A LIS tem experiência em várias de suas seções na participação desse movimento, com acertos, erros e elaboração programática. Precisamos ser uma força política nesse processo, que conecte com as preocupações centrais do melhor do ativismo, oferecendo respostas a partir daí e avançando na necessidade de uma transição revolucionária que supere o capitalismo depredador.

Lógico que o mundo não é homogêneo; há realidades diversas dependendo da região do planeta, do peso das correntes ideológicas e políticas, e do grau de desenvolvimento das nossas organizações em cada país. No entanto, utilizar a LIS nesse tema, a partir de suas experiências mais avançadas, pode nos permitir avançar em todo o mundo. Há um potencial de recrutamento e de atração de jovens ativistas para nossas organizações e nosso programa, praticamente em todos os lugares. A condição para conectar-se com esse público é partir de suas necessidades e níveis de consciência imediatos. Isso exige política e programa para o setor, ao mesmo tempo em que se evita dois erros unilaterais equivalentes:

·         O propagandismo abstrato do socialismo em geral

·         Ou, seu polo antagônico: o sindicalismo ecologista de programa mínimo

Devemos militar com a dialética do programa transicional: do imediato à conexão com a saída estratégica.

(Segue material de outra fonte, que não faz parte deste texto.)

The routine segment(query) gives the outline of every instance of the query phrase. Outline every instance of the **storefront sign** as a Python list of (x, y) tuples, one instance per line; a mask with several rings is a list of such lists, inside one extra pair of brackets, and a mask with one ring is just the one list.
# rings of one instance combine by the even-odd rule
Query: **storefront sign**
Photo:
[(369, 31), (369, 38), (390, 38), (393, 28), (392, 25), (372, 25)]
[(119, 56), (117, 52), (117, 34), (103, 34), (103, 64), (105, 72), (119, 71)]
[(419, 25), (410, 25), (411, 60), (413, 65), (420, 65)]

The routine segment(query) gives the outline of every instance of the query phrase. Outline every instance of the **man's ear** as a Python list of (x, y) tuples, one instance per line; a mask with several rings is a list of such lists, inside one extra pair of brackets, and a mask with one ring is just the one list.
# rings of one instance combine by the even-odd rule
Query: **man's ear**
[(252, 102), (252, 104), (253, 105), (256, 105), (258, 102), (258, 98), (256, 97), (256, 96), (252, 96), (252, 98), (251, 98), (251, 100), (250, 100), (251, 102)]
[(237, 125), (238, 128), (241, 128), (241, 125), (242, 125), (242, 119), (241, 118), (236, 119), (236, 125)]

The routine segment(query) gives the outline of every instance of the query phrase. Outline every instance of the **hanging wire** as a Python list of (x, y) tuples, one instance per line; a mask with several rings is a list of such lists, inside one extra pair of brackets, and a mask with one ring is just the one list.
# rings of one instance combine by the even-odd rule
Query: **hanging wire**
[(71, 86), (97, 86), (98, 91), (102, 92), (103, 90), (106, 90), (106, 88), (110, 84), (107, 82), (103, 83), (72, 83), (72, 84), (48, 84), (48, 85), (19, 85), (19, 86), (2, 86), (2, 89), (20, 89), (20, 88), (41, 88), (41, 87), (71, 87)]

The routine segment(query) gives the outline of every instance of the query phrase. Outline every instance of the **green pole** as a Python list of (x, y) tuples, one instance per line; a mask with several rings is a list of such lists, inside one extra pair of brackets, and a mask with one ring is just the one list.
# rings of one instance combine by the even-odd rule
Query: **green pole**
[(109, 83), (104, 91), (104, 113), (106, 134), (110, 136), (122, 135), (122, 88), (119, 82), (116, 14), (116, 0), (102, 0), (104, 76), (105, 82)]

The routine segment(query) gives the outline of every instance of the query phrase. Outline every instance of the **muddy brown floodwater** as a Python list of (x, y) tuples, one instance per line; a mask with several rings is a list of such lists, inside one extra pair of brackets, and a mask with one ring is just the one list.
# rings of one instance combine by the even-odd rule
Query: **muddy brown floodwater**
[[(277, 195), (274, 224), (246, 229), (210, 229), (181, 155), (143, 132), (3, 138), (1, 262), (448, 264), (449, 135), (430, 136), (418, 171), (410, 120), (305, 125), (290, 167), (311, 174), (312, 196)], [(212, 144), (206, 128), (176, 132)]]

Dentro desse quadro, propomos como esquema de medidas de orientação para a LIS nesta frente de ação militante:

·         Intervir nas lutas do setor, levantando um programa de transição, partindo de ser os melhores ativistas em cada reivindicação justa, e ao mesmo tempo fazer propaganda do nosso socialismo ecossocialista global, revolucionário e internacionalista.

·         Participar do debate ideológico existente no movimento, em fóruns, cúpulas, contra cúpulas, conferências e eventos com muitos ativistas interessados. Também organizar nossos próprios eventos de debate para atrair a vanguarda.

·         Construir colaterais ou agrupamentos no setor ligados e dirigidos por nossas seções em cada país como tática para agrupar com nossa política e ganhar militantes para a estratégia global de nossa internacional. Há algum tempo, a LIS utiliza taticamente, através de agrupamentos, a identidade “ecossocialista” com resultados muito positivos na disputa. Entretanto, se em um país onde atuam organizações que estão em processo de integração à LIS e vêm atuando com outra variante tática, isso também será válido.

·         Embora o foco principal seja ganhar a juventude no movimento e levar nossas posições ao movimento estudantil, também é necessário estudar experiências e elaborar política para levar nossa política ao movimento operário, combatendo as burocracias que funcionam como correia de transmissão do eco-fascismo negacionista ou das variantes reformistas do capitalismo verde.

·         Elaborar um Manifesto da LIS sobre o tema, para popularizar nossas posições.

·         Desenvolver um plano de propaganda, com cursos, palestras, jornadas e seminários, para especializar quadros e politizar sobre essa temática, começando por publicar artigos de forma mais regular na web e na revista.

·         Trabalhar para criar uma Comissão Socioambiental da LIS.

Aprovado pelo III Congresso Mundial da LIS


[1] Marx, Karl (2003), O Capital, Volume III, Siglo XXI Editores.

[2] http://www.igbp.net/download/18.950c2fa1495db7081e25bf/1433835587044/IGBP-AR_2014-web.pdf

[3] Latouche. S. (2011), A hora do decrescimento, Octaedro.

[4] Broffoni, F. (2020), Extinção, Sudamericana

[5] Marx, C. (2013), O Capital, Volume III, Biblioteca do Pensamento Socialista.

[6] Idem

[7] Marx, Karl (2003), O Capital, Volume I, Siglo XXI Editores.